Илья двинулся вперед, словно собираясь что-то сказать, но я подняла руку.
— Не надо, — приказала я жестким голосом. — Я иду в свою комнату.
Повернувшись на каблуках, я побежала вверх по лестнице в свою спальню. Через несколько секунд я была в душе, мой разум топил меня в воспоминаниях о том, что только что произошло.
Я представляла, как глаза Заала смягчаются, когда я его очищаю. Его рука скользила моими пальцами по лицу, молча умоляя меня умыть его. А потом он засыпает, прижимая мою ладонь к своей щеке; засыпая, полностью доверяя мне, незнакомке.

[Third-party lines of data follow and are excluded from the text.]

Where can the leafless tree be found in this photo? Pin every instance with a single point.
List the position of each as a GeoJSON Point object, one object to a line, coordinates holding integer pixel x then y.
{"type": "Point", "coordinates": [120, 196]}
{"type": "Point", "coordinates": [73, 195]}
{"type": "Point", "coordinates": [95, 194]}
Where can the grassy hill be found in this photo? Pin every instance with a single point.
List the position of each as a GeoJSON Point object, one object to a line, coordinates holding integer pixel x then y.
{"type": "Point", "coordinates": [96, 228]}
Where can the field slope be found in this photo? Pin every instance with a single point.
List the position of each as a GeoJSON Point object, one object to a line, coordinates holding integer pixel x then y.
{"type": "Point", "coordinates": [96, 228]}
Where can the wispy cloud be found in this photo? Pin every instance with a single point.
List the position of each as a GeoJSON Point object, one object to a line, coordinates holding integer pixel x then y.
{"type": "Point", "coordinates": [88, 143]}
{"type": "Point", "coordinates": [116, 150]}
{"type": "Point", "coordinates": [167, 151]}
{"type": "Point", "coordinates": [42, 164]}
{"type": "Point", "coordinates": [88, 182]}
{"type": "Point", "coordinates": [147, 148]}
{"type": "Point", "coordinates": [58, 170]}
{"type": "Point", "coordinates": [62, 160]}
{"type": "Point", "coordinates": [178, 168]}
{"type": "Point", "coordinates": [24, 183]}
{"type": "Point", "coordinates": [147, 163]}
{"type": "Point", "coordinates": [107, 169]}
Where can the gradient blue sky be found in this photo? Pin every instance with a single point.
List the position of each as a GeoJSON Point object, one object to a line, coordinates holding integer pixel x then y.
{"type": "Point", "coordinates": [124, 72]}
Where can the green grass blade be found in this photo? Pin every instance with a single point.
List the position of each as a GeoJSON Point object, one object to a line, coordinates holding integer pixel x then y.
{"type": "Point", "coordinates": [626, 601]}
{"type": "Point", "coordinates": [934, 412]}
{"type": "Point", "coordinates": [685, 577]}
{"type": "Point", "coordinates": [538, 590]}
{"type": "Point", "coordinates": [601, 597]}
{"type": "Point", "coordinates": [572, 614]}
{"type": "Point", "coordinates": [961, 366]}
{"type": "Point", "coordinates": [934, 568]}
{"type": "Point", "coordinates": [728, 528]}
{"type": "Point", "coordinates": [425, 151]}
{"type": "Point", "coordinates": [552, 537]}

Я провела руками по щекам. Я чувствовала себя обеспокоенной. Потому что я чувствовала. Я чувствовала что-то к нему, моему врагу. Жар пронесся по моему телу, когда я вспомнила, как он поглаживал свой член, вспомнила, как его рука направляла меня, чтобы заставить его возбудиться, его затрудненное дыхание и выражение чистого удовольствия, которое распространилось по его лицу, когда он выпустил семя на живот.
Не в силах сдержать стон от воспоминаний, я скользнула рукой по мыльному телу туда, где больше всего нуждалась в нем. Пальцы пробежали по клитору, и я закричала, настолько сильно мне нужно было освободиться. Только воспоминания о его стоне и грохочущем рычании подвели меня к краю. Моя спина прижалась к стене, когда я все быстрее и быстрее погружала пальцы, стоны вырвались изо рта. Затем, когда я представила, как он смотрит мне в глаза, когда его челюсти сжались, он взревел и кончил белыми струями спермы на оливковую кожу живота. Я закричала, когда чистое удовольствие пронзило меня. Мое тело изогнулось от силы того, насколько сильно я кончила, задыхаясь после этого.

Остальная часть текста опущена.